Westfield

Elementary school principals give update

Franklin Avenue School
WESTFIELD – The principals of Abner Gibbs, Franklin Avenue and Highland elementary schools went before the Westfield School Committee last night at City Hall to lay out their plans to maintain academic progress.
Principals Chris Rodgers, Fran St.Pierre and James Keefe of Abner Gibbs, Franklin Ave. and Highland respectively, based their strategies on a district-wide template for “continuous improvement”.
“All of our kindergarten through fifth-grade teachers are implementing our strategies drawn from the Bay State Reading Institute (BSRI),” said Rodgers, who served as principal at North Middle School prior to Abner Gibbs. “If you go into any of our classrooms during the literacy block, you’re seeing whole group instruction and then breaking into outstanding learning centers that are differentiated by really high levels of student collaboration.”
Rodgers also said that BRSi representatives have praised the efforts of his staff for their work.
“They said they were so impressed because our fourth- and fifth-grade teachers are doing this for the very first time, and they’re farther along than some districts they work with, who are in year two or three,” he said. “We’re going to utilize any feedback they (BSRI) have to improve and make our instruction better for our kids.”

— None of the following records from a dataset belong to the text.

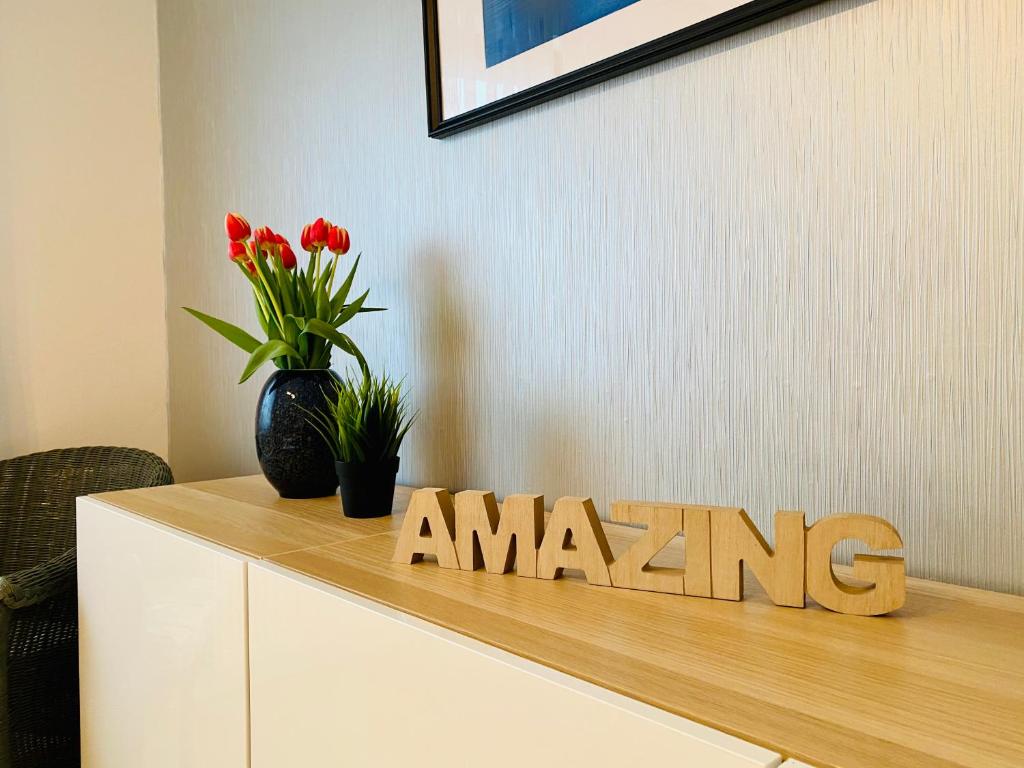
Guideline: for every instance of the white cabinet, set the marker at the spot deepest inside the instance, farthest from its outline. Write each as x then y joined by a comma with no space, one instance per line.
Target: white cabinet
340,681
163,645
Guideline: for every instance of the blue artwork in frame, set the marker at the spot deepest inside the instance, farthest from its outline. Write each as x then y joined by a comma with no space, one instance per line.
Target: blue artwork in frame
486,58
512,27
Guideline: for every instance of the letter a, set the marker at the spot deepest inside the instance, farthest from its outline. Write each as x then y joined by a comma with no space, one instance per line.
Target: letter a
428,529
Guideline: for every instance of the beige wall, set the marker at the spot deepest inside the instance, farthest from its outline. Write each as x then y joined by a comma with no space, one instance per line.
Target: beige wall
782,271
83,351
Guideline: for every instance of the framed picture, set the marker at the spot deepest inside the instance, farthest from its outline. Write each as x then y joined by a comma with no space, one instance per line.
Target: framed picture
485,58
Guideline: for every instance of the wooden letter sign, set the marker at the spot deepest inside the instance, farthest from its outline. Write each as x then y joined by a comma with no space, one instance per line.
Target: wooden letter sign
472,532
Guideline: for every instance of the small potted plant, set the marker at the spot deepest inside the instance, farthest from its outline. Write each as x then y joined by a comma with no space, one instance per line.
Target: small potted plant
364,422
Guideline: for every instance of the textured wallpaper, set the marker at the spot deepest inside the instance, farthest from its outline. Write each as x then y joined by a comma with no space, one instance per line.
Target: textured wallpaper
785,270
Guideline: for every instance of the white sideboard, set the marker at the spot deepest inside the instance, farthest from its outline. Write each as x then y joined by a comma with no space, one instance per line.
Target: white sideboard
195,656
337,679
163,645
222,627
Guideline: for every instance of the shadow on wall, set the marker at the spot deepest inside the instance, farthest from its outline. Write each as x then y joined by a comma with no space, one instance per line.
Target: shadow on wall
440,329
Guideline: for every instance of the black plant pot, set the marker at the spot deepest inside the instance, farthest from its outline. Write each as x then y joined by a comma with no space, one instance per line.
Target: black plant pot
293,456
367,488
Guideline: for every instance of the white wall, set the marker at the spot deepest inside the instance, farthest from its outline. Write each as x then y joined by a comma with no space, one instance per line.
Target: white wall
83,351
781,271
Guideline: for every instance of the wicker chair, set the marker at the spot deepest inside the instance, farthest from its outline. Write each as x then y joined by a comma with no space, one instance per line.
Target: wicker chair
39,718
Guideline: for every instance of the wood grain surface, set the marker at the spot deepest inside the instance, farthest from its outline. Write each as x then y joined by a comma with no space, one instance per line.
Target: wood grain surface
939,683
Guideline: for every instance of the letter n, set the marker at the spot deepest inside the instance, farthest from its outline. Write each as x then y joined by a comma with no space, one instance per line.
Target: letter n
735,542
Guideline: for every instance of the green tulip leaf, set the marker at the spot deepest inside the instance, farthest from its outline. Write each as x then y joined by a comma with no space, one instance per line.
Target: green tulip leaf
338,301
232,333
350,310
268,350
325,331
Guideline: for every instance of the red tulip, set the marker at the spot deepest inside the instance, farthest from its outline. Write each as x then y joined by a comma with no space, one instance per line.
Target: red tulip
317,232
237,250
264,238
306,239
338,241
237,227
287,256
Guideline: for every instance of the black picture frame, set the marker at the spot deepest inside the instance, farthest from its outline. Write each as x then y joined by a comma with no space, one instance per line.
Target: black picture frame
739,18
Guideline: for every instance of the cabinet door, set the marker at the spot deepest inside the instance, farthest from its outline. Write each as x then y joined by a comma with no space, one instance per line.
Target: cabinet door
340,681
163,646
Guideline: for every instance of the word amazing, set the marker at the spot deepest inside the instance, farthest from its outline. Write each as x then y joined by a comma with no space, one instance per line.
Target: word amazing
468,532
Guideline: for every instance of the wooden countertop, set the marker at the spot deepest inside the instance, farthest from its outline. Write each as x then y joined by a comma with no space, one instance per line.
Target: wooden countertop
940,683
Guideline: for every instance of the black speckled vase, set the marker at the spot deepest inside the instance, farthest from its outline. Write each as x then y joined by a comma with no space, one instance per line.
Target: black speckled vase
293,456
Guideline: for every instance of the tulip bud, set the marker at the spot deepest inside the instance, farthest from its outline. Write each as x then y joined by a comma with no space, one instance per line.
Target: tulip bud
317,232
287,256
237,227
237,251
338,241
306,239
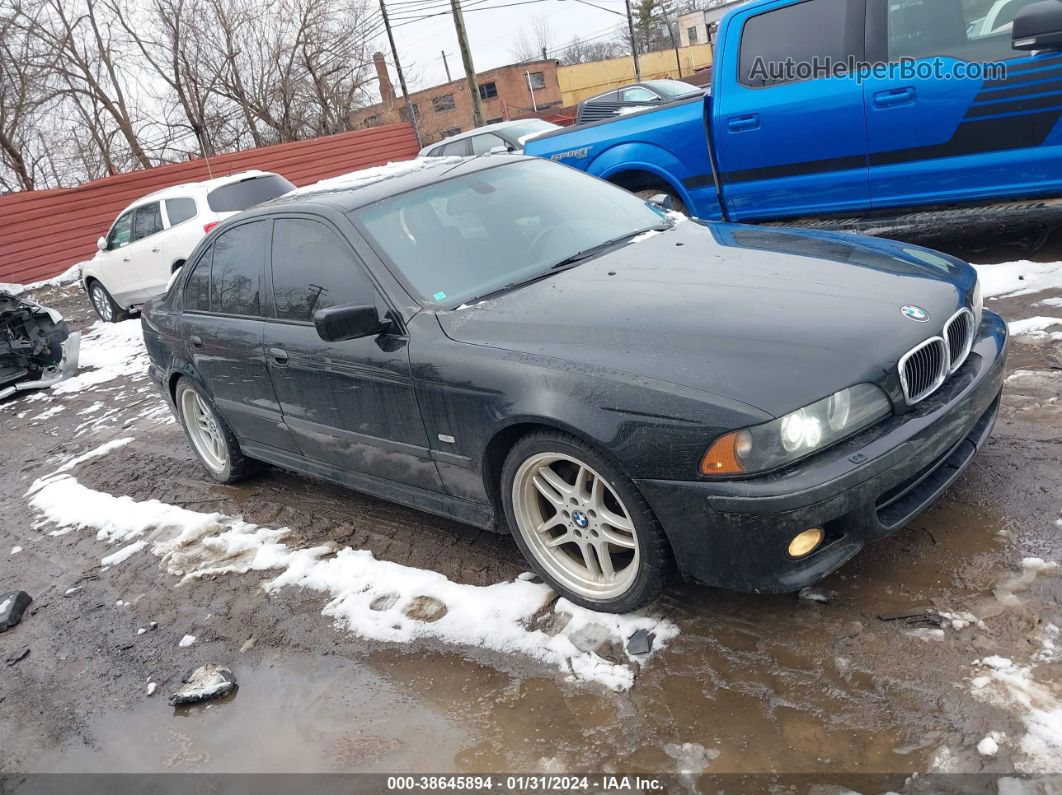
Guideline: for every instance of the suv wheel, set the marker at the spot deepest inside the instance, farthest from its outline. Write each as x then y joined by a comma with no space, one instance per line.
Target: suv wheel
582,524
105,307
211,438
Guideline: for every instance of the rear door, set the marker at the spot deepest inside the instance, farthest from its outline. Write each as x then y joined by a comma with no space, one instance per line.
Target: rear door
349,404
149,240
222,326
965,117
788,119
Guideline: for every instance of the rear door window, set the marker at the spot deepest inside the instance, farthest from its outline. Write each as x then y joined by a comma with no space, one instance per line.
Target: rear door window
197,297
314,269
239,255
121,232
247,192
180,209
147,221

“When I went down to Abner, one of the first things out of my mouth was ‘where are all my computer labs?'” he said. “North had six or seven and Abner had one at the time, but we’re making the best of it.”
Rodgers stated that the school is utilizing data to assign technology to “areas of biggest need”, adding that he’d like to place devices in the hands of every student in the school, pushing staff development and student engagement.
“We’re having data meetings regularly at the elementary level, whether it is looking at math benchmarks, DIBELS (Dynamic Indicators of Basic Early Literacy Skills) scores, MCAS (Massachusetts Comprehensive Assessment Systems) data…” he said. “We’re doing what we can to provide the best possible instruction by what the numbers tell us.”
Rodgers said that several Westfield High football players have been in the school working with his students as part of the student engagement component of the initiative.
“They taught them the right way to compete, how to follow rules, how to cooperate on an athletic field,” he said. “These are students that are going to Westfield High or Westfield Voc-Tech, so our goal is to fast track them on what it is going to be like to be a student athlete, if they so choose.”
St. Peter became principal earlier this year after serving as a speech and language pathologist at Franklin Avenue for the past decade and has wasted no time in helping to get the school moving forward.
“We have been a BSRI school and have been implementing Reading Street as well as Envisions Learning,” she said. “Our first initiatives are to continue to do that in a well defined and differentiated way.”
St. Peter added that the school has begun to add the Advantage Math Recovery program for kindergarten to second grade.
“I can’t say enough about our professional learning communities,” she said. “Our staff have really jumped on board with those and, in the past couple months, we’ve analyzed our MCAS data and looked up piece by piece the areas we think we can strengthen our scores so we can rise from level 3 to level 2.”
St. Peter said that the enthusiasm in the school has been “contagious.”
“I will sometimes direct and give ideas, but for the most part it is coming from the teachers themselves,” she said. “If you bring something you want to the table, you’re much more apt to adopt it and use it well.”
Like Rodgers, St. Peter’s staff meetings at the school have revolved around defined aspects, such as differentiated instruction.
“It’s really core to meeting the needs of all of our students across all grade levels,” she said. “We’re collectively joining as a group and we’ll be looking at a new trend called ‘growth mindset’, which is new research about how students view themselves as learners and how students who are more likely to take chances and make mistakes are often the better learners in the long run.”
St. Peter said the school is readying school and teacher climate surveys to learn more about their personnel and spoke of the school’s behavioral acknowledgement program, HEART, which stands for “Honor, Effort, Attitude, Responsibility and Teamwork.”
“We will continue to push that across different locations of the building. We’ve used that in our hallways and behaviors have gone down in those aspects,” she said. “Cafeteria behavior was what we’ve targeted recently. Somebody even walked in and said ‘wow, it’s quiet in here’, which is unusual for a cafeteria.”
Deeper connections with students’ families has also been a point of emphasis for St. Peter.
“Our last set of initiatives is to work very closely with the PTO and PVIS teams, opening our school for things like movie nights,” she said. “Really establishing a connection with parents is really what matters, to us and to our children so that when we have issues isn’t the only time that we’re calling them.”